The Angolan government has been involved in a protracted war with UNITA, and its weapons procurement to pursue the war, using revenues derived from oil extraction, has been characterized by a marked lack of transparency and accountability. Defense spending is the government's largest expenditure. According to IMF estimates, defense spending averaged 34.6 percent of government expenditure from 1995-1999, reaching its highest level in 1999 (41 percent of expenditures) after the collapse of the Lusaka peace process at the end of 1998. 34

In some cases, payments for weapons bypassed the Ministry of Finance and central bank and were made directly through Sonangol, or through the Presidency. The lack of transparency surrounding these purchases has meant that there have been substantial discrepancies between government estimates of defense spending and independent estimates. For example, official government figures stated that defense spending amounted to 11.1 percent of government expenditures in 1997-1998.35 However, the IMF estimated that 40.0 percent of expenditures were for defense spending and noted that less than half of these expenditures (18.1 percent) were actually recorded by the government.36 In 1998-1999, defense expenditures amounted to only 27.2 percent of government spending, but 13.8 percent was unrecorded. There were no unrecorded defense expenditures in 1999.37 Defense spending estimates for 2000 and 2001 were unavailable at this writing.

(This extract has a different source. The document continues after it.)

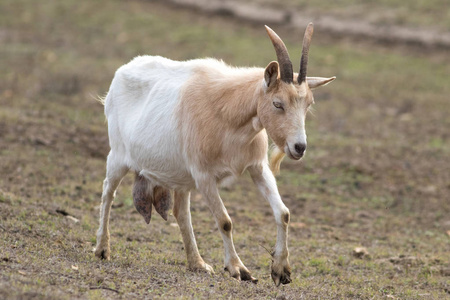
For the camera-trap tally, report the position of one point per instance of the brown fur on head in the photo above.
(282, 108)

Public accounting is particularly necessary in the case of arms purchases by governments that have committed human rights violations and where there is a high probability of future misuse of weaponry. All parties to the conflict in Angola-fuelled largely by the control and sale of diamonds by UNITA and oil by the government-have committed gross and widespread human rights abuses. Government violations included torture, "disappearance," summary executions, indiscriminate killing of civilians, pillaging, arbitrary recruitment into the military, forced displacement, use of indiscriminate weapons such as antipersonnel landmines, harassment of the political opposition, and restrictions on the press. For its part, UNITA has been responsible for summary executions, torture, mutilations, abductions of women and children, hostage-taking, and restricting the movements of civilians.38

Of particular concern is the Angolan government's use of indiscriminate weapons such as antipersonnel landmines. The Angolan government signed the United Nations (U.N.) Convention on the Prohibition of the Use, Stockpiling, Production and Transfer of Anti-Personnel Mines and on Their Destruction (the Mine Ban Treaty) in December 1997. However, government forces have systematically laid new mines and minefields since Angola signed the treaty, as Human Rights Watch witnessed at first sight in both 1998 and 1999. In 2000, Human Rights Watch received numerous reports of new landmine warfare in central and northern Angola and across Angola's borders with neighboring Namibia and Zambia.39

Human Rights Watch has called repeatedly for the international community to implement a complete arms embargo against the government of Angola and UNITA, and for full disclosure of all weapons purchases and military transfers since the signing of the Lusaka Peace Accords in 1994. Such disclosure should include providing information on arms sales to the U.N. Register on Conventional Weapons. To date, however, the international community has failed to impose a comprehensive embargo and only the 1993 U.N. arms embargo against UNITA is in place._ During the final years of the Lusaka peace process (1995-1998), no country submitted details of their weapons transfers to Angola to the U.N. Register on Conventional Weapons.40

    Several events drew international attention to the linkage between arms, oil, and the need for government transparency and accountability in Angola: arms-for-oil deals with the Angolan government in the early 1990s that led to investigations and some arrests of individuals by French authorities; weapons procurement paid for by oil signature bonus payments after the collapse of the Lusaka peace accord at the end of 1998; an arms-for-oil deal between the governments of Angola and Slovakia in 2000; and the seizure of a Ukrainian freighter in the Canary Islands carrying arms destined for Angola in February 2001.